Whisk will spook at something one day and ignore it completely the next! He can whip round at high speed, something to behold in a big horse like him. He spooks in the school and out hacking and, on a bad day, in the arena whilst competing. He has certainly developed my seat and I like him to be a bit silly. He is not a boring ride and he will knuckle down and work after a few minutes. My old horse is 29 and he is exactly the same now as he was when I got as a 3 year old. It makes them special to have imo.

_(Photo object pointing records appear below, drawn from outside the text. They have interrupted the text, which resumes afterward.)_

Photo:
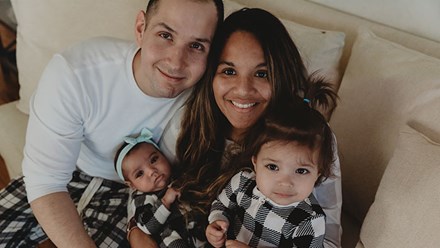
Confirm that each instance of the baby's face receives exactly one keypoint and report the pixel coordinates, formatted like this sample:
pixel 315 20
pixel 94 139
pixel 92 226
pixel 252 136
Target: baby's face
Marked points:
pixel 146 169
pixel 286 172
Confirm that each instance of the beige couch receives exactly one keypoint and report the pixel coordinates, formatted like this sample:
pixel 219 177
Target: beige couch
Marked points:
pixel 387 122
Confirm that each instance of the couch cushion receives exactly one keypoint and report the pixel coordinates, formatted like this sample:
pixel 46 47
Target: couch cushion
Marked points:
pixel 320 49
pixel 49 26
pixel 13 125
pixel 382 84
pixel 406 210
pixel 420 16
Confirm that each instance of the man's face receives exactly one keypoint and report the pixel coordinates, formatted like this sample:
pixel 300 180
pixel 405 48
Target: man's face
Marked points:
pixel 175 41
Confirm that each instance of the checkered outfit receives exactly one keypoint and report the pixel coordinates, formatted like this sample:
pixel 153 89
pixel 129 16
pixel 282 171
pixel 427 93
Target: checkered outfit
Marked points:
pixel 153 218
pixel 257 221
pixel 104 217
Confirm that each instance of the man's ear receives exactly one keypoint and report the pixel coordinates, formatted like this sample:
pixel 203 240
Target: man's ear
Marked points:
pixel 140 27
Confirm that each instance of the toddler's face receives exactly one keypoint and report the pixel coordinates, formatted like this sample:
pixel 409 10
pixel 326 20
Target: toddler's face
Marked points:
pixel 146 169
pixel 285 172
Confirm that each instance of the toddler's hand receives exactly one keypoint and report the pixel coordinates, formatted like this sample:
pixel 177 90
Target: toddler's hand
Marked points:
pixel 170 196
pixel 216 233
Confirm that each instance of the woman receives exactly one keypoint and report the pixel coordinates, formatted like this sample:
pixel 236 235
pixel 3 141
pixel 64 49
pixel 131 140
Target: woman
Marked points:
pixel 252 65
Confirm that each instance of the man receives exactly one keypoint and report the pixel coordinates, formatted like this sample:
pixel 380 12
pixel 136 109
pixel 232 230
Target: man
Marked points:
pixel 89 98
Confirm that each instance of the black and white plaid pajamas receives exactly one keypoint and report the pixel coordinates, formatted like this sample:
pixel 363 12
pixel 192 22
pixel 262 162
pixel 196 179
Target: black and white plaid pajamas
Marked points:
pixel 258 222
pixel 104 218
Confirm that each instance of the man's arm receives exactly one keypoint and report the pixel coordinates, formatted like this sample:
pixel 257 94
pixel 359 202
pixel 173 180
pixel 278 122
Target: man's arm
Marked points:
pixel 139 239
pixel 59 218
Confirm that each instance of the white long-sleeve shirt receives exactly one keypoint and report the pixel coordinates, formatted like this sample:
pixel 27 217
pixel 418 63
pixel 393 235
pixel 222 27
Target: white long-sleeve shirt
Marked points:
pixel 87 101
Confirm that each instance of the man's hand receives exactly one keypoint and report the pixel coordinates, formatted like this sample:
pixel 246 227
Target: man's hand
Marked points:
pixel 59 218
pixel 216 233
pixel 235 244
pixel 169 197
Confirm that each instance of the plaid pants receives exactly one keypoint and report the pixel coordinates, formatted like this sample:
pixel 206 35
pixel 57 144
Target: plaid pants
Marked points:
pixel 104 217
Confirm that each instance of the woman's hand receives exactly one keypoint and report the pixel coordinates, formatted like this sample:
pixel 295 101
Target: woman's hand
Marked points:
pixel 235 244
pixel 139 239
pixel 216 233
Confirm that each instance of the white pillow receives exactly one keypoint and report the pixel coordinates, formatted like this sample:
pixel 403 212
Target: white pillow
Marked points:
pixel 48 26
pixel 383 83
pixel 418 17
pixel 320 49
pixel 406 210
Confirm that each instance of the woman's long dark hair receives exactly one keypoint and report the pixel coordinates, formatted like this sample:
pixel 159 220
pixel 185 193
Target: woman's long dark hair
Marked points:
pixel 202 139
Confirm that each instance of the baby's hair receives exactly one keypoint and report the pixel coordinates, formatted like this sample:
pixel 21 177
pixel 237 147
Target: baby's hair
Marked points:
pixel 298 121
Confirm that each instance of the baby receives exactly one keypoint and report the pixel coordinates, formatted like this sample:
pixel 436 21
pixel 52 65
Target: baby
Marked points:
pixel 272 205
pixel 141 165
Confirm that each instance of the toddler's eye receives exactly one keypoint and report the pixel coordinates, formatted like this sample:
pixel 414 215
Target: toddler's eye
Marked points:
pixel 165 35
pixel 229 72
pixel 261 74
pixel 272 167
pixel 154 159
pixel 197 46
pixel 139 174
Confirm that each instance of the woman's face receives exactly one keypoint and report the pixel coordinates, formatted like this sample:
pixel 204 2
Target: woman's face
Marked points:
pixel 241 88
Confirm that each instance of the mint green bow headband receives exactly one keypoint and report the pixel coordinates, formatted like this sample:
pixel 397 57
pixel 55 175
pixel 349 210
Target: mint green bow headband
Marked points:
pixel 145 136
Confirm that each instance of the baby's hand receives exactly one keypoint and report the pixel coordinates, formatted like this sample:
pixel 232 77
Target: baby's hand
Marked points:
pixel 216 233
pixel 170 196
pixel 235 244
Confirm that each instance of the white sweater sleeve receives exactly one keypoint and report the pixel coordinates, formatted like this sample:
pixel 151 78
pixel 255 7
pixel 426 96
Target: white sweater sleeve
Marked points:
pixel 54 132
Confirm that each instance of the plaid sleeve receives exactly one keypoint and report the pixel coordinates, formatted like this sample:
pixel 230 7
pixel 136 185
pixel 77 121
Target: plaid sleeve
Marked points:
pixel 150 213
pixel 227 199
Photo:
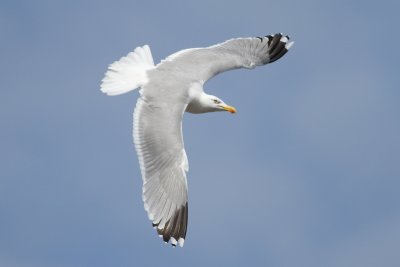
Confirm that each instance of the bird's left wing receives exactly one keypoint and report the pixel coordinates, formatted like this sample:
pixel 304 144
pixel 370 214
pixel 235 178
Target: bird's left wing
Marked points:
pixel 201 64
pixel 163 162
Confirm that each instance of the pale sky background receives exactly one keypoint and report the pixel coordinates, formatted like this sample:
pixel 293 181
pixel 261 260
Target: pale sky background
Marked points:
pixel 306 174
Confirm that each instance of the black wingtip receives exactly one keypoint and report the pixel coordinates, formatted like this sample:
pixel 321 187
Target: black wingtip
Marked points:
pixel 175 228
pixel 277 46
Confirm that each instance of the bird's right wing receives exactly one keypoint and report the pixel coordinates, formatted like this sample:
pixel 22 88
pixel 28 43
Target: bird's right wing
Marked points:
pixel 163 162
pixel 201 64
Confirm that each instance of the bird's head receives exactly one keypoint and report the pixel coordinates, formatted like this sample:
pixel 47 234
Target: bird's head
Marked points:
pixel 216 104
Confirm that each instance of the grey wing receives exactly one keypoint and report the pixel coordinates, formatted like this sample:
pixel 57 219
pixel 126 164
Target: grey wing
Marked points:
pixel 204 63
pixel 163 162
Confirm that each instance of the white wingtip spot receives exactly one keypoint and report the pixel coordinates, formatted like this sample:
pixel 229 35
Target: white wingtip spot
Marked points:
pixel 289 45
pixel 173 241
pixel 181 241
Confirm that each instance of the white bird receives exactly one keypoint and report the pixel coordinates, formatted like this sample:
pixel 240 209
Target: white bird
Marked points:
pixel 168 89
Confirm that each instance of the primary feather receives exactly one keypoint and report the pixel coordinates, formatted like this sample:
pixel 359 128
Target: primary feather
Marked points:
pixel 167 90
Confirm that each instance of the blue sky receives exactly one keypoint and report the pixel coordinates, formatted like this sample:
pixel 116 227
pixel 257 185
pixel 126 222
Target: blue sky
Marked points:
pixel 306 174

Neither horse is trying to get me off just enjoying life.


----------



## amandathepanda (30 October 2007)

I think some horses temperament makes them more pre-disposed to certain behaviours than other horses.  Both of my dressage horses are by the same sire out of closely related mares and are hopeless with big lorries and tractors - despite being kept on a dairy farm for the past 8 years with tractors and milk tankers going past their stables/'field on a daily basis.  My anglo-arab is 21 now, he has never been spooky but has always been a very lively, fizzy ride.  Even though he is getting on in years now his temperament means he will never be quiet ride.  
I have also had a few youngsters that are so chilled out they seem permanently stoned - as if they have just smoked a big spliff!  A bomb could go off by these (even when they are only 2 or 3) and they wouldn't do anything more than batt an unconcerned eye at it!   One youngster I broke was so unconcerned first time I took him on the road that he saw a woman walking down the footpath with a carrier bag - and carted me over so he could stick his head in the bag in case their might be food!  Very embarrasing!!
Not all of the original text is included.